A simple recipe for loaded vegan nachos with a punchy butternut squash queso, pinto beans, avocado, and all your favorite nacho toppings.
Recipe Type: Appetizer
Keyword: Vegan Nachos
Makes: 6 servings
Author: Elizabeth Stark
Ingredients
Queso
  • 1 medium butternut squash
  • Olive oil
  • Sea salt
  • 1/2 cup raw, hulled pepitas (aka pumpkin seeds), covered with boiling water and soaked for 20 minutes
  • 1/2 cup nutritional yeast
  • 2 - 4 tablespoons pickled jalapeños plus 1/4 cup juice
  • 1 tablespoon garlic granules
  • 1/2 sea salt
Nachos and Toppings
  • 1 16- ounce can pinto beans
  • 1/2 a red onion
  • 2 tablespoons oilve oil
  • 1 teaspoon cumin seed
  • 1 teaspoon chipotle chili powder
  • 11 ounces corn tortilla chips
  • 2 avocados, sliced
  • 4 radishes, thinly sliced
  • 3 green onions, sliced
  • 1/2 cup sliced cherry tomatoes
  • 1/4 cup chopped cilantro leaves
  • Pico de gallo or other salsa
  • Lime wedges, for serving
Instructions
  1. To make the queso, heat the over to 350 degrees F and line a rimmed baking sheet with parchment. Halve the squash and removed the seeds. Rub the squash all over with olive oil and sprinkle with sea salt. Place squash cut side down on the baking sheet and bake until very tender, about 60 minutes. Set aside until cool enough to handle then scoop the squash out, leaving the skin behind. You'll need 2 cups of the squash puree.

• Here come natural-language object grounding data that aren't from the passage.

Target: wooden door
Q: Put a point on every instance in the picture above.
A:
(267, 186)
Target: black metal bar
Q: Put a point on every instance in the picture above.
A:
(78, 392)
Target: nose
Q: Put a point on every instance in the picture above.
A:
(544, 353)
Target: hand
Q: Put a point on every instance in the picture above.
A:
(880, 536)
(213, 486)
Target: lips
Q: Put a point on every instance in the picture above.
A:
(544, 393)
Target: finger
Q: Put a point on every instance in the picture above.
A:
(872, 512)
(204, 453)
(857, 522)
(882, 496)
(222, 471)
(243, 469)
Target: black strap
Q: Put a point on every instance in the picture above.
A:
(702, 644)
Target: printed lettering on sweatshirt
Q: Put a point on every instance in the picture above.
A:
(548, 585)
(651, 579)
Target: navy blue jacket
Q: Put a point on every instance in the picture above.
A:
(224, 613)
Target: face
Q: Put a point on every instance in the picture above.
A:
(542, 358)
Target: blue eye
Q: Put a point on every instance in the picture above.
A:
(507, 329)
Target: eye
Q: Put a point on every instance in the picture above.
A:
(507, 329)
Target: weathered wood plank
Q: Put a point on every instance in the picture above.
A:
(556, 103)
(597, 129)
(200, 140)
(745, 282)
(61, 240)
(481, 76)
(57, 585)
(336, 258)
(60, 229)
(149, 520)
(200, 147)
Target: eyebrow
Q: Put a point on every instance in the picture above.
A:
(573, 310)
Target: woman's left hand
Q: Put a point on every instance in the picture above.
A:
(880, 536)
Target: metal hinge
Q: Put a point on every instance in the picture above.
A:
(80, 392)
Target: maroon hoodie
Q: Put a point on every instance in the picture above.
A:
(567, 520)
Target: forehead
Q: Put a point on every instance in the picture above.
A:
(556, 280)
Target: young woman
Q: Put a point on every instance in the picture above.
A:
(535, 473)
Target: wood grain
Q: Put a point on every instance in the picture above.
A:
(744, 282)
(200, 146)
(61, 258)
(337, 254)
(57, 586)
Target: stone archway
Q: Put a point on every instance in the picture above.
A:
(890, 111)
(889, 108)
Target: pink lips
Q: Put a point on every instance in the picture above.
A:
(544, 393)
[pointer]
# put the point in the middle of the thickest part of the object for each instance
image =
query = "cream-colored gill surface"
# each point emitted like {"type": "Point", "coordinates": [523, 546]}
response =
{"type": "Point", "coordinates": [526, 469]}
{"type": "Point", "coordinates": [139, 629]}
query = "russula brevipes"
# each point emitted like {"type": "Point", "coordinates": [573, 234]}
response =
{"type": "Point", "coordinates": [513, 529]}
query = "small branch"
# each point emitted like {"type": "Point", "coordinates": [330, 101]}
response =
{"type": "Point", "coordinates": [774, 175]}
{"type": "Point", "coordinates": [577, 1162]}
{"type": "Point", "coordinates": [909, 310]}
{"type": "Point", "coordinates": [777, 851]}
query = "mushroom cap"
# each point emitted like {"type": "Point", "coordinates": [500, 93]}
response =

  2. In the bowl of a food processor, pulse to combine 2 cups squash, strained pumpkin seeds, nutritional yeast, pickled jalapeños, garlic granules, and sea salt. With food processor running, drizzle in jalapeño pickle juice a little at a time, adding enough to give you a pillowy, spreadable texture. Add more salt, jalapenos, or garlic powder to taste. Scrape queso out of the food processor.
  3. Meanwhile, prep the rest of the ingredients.

 Cut the onion half into two sections. Mince enough of one section to give you 1/4 cup. Slice the rest of the onion into paper thin slices. Then cut those into 1-inch segments.
  4. Set a medium saucepan over medium heat. When hot, add the oil and 1/4 cup minced onions. Cook 5 - 7 minutes, then add the cumin, chili powder and cook 1 minute more. Add beans and their liquid. Bring to a gentle simmer, then turn heat to low and cook, stirring occasionally and smashing some of the beans against the side of the pan, for 20 minutes.
  5. To assemble the nachos, with oven still at 400 degrees F, set out a 9 x 13-inch baking dish. Cover the bottom with half the tortilla chips. Add swoops of queso and half the beans, and scatter some of the sliced red onions. Add remaining chips, another layer of queso, the remaining beans, and some of the red onions. Set nachos on the middle rack in the oven, and bake for 4 - 6 minutes, or just until everything is hot and the chips are starting to edge golden.
  6. Finish nachos with remaining fixings: sliced avocados, radishes, green onions, tomatoes, cilantro, and lime wedges. Serve right away with pice de gallo or the salsa of your choice.